I'm still nervous about the ulp behaviors, since I don't have a strong handle on what the actual bound is. Need an FP expert (and don't want to become one).
Marshall Pierce
@marshallpierce
Aug 16 2017 19:02
I haven't found any relatively accessible documentation on FP error bounds :( http://docs.oracle.com/cd/E19957-01/806-3568/ncg_goldberg.html is rich in facts but not very applicable.
Gil Tene
@giltene
Aug 16 2017 21:27
I'm thinking of moving the ulp removal (/nextBefore/nextAfter) to the percentile parameter itself, as opposed to the countAtPercentile computation. This will match the +/- documentation (that's the one we can actually document expectations on because the percentile parameter is what we are given). In addition, doing so seems to remove the sensitivity the order of multiply/divide discussed above.
Gil Tene
@giltene
Aug 16 2017 21:47
Per the above, I just updated the java version to remove the ulp from the requested percentile rather than the resultant countAtPercentile computation. The new code seems cleaner, and easier to explain expectations on. It "makes sense" that removing the ulp earlier in the computation (while still meeting the documented +
/- 1 ulp expectations) gives us bigger breathing room (since that ulp delta is then multiplied by totalCount/100).
Julian Berman
@Julian
Aug 16 2017 21:47
@marshallpierce I am clearly not an expert either, but possibly you'd find the hypothesis test to be a useful way to find floats satisfying whatever constraint
I think I posted my source above but if not will find it now
Gil Tene
@giltene
Aug 16 2017 21:49
It may be that the right thing to remove the ulp from is actually the 0..1 quantile (percentile/100.0), btw. But then the documentation on the API will be bothersome. For those of you who have a quantile API (instead of percentile), that will probably be the right thing to do.
Julian Berman
@Julian
Aug 16 2017 21:50
looks like the state I ended up leaving this in is actually populating hdrhistograms, but yeah you can probably just go back to looking for floats: https://bpaste.net/show/c4ebd034b59e
Gil Tene
@giltene
Aug 16 2017 22:03
@Julian I still expect to fail the original hypothesis right at the edge, unless the hypothesis is re-written to accept the values at the requested percentile +/- 1 ulp. The example test at HdrHistogram/HdrHistogram@abb45f6 shows the currently expected/accepted edge behavior I'm talking about: Where being a "tiny bit" above a requested percentile (1 ulp above 50.0% in this case of a histogram with only two values in it) can lead to moving into the next count unit, and to a large change in the value reported for the requested %'ile.
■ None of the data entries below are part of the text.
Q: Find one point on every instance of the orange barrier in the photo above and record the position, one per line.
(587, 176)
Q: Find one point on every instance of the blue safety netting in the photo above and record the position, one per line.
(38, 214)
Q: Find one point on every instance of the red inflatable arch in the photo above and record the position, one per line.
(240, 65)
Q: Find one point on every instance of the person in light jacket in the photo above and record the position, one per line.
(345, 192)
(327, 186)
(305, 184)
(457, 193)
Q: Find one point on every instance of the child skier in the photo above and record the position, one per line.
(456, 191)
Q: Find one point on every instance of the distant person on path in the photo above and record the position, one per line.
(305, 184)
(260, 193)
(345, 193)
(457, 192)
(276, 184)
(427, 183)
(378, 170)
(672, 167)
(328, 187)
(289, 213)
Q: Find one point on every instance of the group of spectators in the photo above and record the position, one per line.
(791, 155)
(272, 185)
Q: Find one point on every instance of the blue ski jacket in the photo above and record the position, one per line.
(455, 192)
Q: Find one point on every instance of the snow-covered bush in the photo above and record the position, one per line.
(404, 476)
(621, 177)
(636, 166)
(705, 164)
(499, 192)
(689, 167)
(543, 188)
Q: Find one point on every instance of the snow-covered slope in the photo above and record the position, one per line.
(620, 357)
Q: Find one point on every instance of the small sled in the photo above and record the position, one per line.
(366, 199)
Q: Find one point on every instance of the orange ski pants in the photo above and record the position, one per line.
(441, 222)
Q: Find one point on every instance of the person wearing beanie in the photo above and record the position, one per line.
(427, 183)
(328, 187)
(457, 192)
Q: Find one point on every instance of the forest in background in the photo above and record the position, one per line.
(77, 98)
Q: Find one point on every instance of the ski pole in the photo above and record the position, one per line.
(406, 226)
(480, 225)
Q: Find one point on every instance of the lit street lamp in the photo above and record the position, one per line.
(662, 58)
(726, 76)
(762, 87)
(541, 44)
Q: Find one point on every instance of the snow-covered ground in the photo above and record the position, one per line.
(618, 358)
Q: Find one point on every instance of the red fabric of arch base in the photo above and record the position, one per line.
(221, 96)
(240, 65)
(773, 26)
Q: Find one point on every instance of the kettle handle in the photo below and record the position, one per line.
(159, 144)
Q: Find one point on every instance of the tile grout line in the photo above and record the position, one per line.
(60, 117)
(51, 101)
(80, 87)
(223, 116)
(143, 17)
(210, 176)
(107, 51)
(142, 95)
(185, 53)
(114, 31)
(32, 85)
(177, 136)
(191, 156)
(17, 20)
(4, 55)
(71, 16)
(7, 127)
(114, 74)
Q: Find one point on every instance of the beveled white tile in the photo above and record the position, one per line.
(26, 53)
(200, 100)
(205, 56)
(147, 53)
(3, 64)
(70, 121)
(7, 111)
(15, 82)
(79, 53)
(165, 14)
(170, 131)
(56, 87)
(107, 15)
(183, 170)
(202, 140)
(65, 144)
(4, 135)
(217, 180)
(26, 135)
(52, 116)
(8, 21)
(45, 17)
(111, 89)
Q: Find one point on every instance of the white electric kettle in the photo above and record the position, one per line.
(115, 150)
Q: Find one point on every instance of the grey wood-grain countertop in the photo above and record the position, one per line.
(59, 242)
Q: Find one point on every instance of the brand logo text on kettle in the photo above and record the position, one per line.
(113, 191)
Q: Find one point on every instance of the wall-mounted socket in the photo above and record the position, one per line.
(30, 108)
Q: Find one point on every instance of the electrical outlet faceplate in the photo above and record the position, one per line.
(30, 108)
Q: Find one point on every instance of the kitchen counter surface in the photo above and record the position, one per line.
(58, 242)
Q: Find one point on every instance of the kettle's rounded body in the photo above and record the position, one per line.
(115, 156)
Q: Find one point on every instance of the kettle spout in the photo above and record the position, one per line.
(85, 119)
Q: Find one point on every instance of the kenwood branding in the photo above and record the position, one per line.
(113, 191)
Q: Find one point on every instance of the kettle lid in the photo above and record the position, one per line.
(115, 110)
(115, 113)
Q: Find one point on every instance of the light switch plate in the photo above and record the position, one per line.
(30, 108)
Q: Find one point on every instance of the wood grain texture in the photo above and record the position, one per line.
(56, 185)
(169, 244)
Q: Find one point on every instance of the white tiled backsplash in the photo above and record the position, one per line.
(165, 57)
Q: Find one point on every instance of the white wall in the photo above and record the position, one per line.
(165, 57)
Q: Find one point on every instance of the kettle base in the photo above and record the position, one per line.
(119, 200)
Any more that that 1 ulp and we'll get the "right" result
Marshall Pierce
@marshallpierce
Aug 16 2017 22:37
Perhaps we should just expose a valueAtQuantile that we can have tighter bounds on?
And document valueAtPercentile to say "if you care about precision, look at valueAtQuantile"
Marshall Pierce
@marshallpierce
Aug 16 2017 22:49
If we allow iteration and querying based on quantiles, that would really make reasoning about fp errors simpler.
I'm going to take a stab at making pctile iteration just be a wrapper around quantile iteration.
Marshall Pierce
@marshallpierce
Aug 16 2017 23:13
So far so good. Mainly that's just removing multiplications and divisions involving 100.0, which can only do good things FP-wise.
Marshall Pierce
@marshallpierce
Aug 16 2017 23:41
I've pushed the rust changes to that same branch; it looks like the Java PercentileIterator is pretty similar and could also end up skipping a few factors of 100.0, like this one in AbstractHistogramIterator's next(): ((100.0 * totalCountToCurrentIndex) / arrayTotalCount)
In other words, we're not losing anything for users of percentile-flavored data by storing quantile instead and simply returning 100.0 * quantile for percentile.